También es casi insultante. Por cada Stephen Hawking extraordinario, hay innumerables personas que sufren aflicciones similares, pero que están muy por debajo de los logros del Sr. Hawking. ¿Es poco científico decir «un momento» cuando nuestras estimadas élites eligen un valor extremo en una distribución y, a partir de ahí, concluyen que no hay distribución, ni mediana, ni moda?

Dejando a un lado esas implicaciones estadísticamente analfabetas, en lo que sí tiene razón deGrasse Tyson es en que «cuando no eres bueno en una cosa, lo normal es que intentes otra cosa. En una sociedad libre, hay un montón de ‘algo más’ por ahí». Sí, gracias a Dios por la división del trabajo y por un orden económico en el que lo mejor de mí puede complementar lo que otro no puede, no quiere o no debe hacer —malditas sean las polémicas «capacitistas» y los juegos de palabras—.
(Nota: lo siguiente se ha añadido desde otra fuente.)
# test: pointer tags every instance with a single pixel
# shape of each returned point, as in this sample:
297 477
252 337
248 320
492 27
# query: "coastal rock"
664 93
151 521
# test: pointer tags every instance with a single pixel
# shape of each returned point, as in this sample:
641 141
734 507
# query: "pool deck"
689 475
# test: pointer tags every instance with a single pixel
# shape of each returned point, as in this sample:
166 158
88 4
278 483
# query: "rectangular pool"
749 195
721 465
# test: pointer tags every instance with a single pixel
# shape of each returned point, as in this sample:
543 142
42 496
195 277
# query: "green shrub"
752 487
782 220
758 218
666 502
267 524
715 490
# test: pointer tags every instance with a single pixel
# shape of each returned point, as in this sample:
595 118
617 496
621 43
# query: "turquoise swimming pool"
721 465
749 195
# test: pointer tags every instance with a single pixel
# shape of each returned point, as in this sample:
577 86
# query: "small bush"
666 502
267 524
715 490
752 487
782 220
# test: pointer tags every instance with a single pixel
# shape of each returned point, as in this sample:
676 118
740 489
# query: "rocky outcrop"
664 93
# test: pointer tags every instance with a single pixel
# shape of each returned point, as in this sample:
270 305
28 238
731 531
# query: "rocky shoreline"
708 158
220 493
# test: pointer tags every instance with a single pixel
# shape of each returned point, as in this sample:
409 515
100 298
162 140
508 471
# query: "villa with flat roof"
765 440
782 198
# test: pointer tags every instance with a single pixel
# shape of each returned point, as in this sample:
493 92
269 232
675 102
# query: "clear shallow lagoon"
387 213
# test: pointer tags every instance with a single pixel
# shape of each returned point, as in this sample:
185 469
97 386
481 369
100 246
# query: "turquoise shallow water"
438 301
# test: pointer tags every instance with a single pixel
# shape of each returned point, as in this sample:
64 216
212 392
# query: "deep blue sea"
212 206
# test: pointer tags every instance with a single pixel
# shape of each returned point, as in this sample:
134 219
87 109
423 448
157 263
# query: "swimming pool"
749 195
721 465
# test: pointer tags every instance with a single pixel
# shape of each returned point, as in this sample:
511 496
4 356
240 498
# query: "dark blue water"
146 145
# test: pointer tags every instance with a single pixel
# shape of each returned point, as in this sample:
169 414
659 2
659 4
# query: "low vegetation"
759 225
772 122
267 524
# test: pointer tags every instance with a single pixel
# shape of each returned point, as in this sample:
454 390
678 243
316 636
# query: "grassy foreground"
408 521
Lo que está claro es que ocurren cosas malas cuando otros —gobiernos o no— te obligan o intimidan para que digas cosas que no son ciertas.

Así que no, el estimado Dr. deGrasse Tyson no flaquea en su compromiso de decir la verdad. Escucharle hablar es mucho más liberador que juzgar sus palabras filtradas a través del censurador lenguaje woke que es la ideología liberal. Si nos limitamos a atribuir los absurdos de Starry Messenger a los peajes que debe pagar para no ser cancelado por las editoriales —las palabras mágicas que debe pronunciar para apaciguar a la intelligentsia—, ha entregado un libro popular decente sobre cómo pensar nuestro mundo.

Aun así, sólo deseaba que nuestro estimado científico se negara a vivir de mentiras.